With $50,000 in Google Cloud credits, the Idoven team relied on Kubernetes, Firestore, and Datastudio to build its rapid algorithmic detection. “We are in love with Google Cloud Run,” says Jose María Lillo Castellano, Idoven’s co-founder and technology chief. “Beyond the technology, in the entrepreneurial world, as in all businesses, companies are people. The ones thinking behind the company are people, and these minds need to be healthy. The talks and daily interaction at Google for Startups Campus helped us realise why we are doing this, why we work on our project, and why our work is necessary.”
Pivoting to prediction: How Idoven’s algorithm can spot and prevent cardiac disease
Idoven’s algorithm has notched 31 publications in peer-reviewed science journals—which offers clues as to how its algorithm works. A recent study in the Cardiovascular Digital Health Journal by Idoven-affiliated doctors found that compared to manual diagnosis, Idoven’s AI algorithm excels at weeding out false positives for arrhythmias, bradycardias, and ventricular tachycardias–by a whopping 97 percent. Idoven’s AI software improved the accuracy of ICMs by 95.4% for arrhythmia detection and reduced false-positive detections by 98%.
“We offer early detection and precision treatment,” says Marina Breysse. “Our AI models can predict the evolution of atrial fibrillation, an irregular and often rapid heart rhythm that can lead to blood clots, for a patient within the next six months, even for patients with no prior history, using just physiological data.”
In November 2022, the pharmaceutical company AstraZeneca, Google’s Fitbit and Idoven announced their collaboration on a European project that uses AI to detect heart failure.
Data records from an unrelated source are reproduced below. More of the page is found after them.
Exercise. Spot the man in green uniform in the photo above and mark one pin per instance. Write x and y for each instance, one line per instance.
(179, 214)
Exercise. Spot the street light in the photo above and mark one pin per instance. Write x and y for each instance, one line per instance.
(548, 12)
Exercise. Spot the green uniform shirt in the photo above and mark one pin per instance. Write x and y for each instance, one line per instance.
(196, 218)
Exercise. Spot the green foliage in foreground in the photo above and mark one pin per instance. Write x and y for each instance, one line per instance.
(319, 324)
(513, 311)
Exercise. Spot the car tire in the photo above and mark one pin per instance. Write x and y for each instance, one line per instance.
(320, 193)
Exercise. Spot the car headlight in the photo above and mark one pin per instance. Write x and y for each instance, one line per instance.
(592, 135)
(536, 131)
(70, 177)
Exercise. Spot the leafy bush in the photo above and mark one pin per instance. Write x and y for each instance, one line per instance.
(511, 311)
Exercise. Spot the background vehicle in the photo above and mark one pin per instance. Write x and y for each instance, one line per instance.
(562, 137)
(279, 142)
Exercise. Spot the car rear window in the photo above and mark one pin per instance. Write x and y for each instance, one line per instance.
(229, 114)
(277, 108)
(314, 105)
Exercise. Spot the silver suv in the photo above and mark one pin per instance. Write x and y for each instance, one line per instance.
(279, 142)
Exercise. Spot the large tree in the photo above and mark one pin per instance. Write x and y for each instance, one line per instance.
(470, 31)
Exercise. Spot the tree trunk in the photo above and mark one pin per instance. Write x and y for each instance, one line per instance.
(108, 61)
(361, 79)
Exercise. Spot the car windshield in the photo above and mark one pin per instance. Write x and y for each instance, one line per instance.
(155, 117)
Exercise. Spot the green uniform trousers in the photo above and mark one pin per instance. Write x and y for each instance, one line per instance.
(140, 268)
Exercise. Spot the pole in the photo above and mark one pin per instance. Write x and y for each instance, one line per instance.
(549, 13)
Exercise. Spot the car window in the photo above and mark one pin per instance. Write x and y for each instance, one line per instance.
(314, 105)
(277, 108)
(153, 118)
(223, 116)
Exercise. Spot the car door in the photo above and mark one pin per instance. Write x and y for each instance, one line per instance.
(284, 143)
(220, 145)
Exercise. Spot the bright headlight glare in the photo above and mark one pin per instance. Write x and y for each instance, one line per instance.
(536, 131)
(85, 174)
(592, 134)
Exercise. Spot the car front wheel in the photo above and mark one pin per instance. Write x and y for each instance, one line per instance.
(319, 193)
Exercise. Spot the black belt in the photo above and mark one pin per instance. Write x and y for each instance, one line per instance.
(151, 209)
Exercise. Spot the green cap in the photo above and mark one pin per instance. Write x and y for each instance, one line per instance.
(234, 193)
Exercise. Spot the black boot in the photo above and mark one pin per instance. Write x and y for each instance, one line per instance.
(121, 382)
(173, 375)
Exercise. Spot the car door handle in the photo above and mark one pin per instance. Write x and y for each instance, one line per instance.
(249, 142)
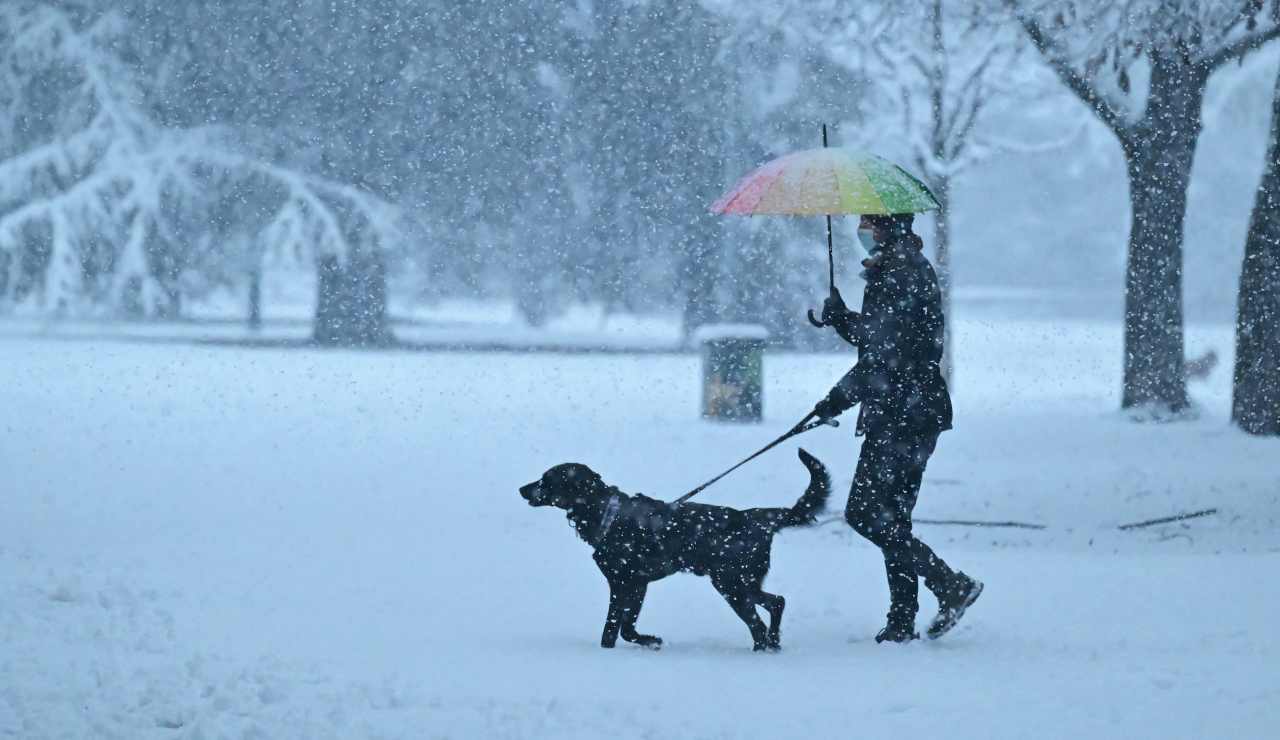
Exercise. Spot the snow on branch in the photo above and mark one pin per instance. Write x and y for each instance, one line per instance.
(1105, 50)
(96, 197)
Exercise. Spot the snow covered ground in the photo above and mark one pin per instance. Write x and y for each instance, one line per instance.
(232, 543)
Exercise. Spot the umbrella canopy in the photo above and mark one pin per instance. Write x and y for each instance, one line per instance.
(827, 182)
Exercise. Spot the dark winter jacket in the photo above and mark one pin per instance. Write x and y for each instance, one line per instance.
(899, 338)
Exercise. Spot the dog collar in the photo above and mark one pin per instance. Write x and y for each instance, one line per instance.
(611, 515)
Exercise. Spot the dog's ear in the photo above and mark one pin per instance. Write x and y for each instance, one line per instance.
(571, 476)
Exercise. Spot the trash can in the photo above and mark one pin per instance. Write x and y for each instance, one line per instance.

The initiative involves identifying and monitoring patients with cardiac pathologies via AI technology and Fitbit’s wearable devices, diagnosing those at high risk of heart failure in minutes. The wearable data will then be remotely shared with healthcare professionals to enable tailored treatment, leading to a more personalised healthcare service with early diagnosis and greater agility in treatment development.
By pairing an platform-agnostic, ML approach to cardiac data, Marina Breysse believes Idoven has a long and useful future transforming the way cardiovascular diseases are detected, by facilitating physicians’ decision-making through the integration of AI algorithms into the daily clinical workflow. “Managing this public health challenge starts with early diagnosis, and the most ubiquitous point-of-care test to detect heart problems is the electrocardiogram,” says Marina Breysse. “We are building a healthier world, in which no cardiovascular disease goes undiagnosed or untreated.”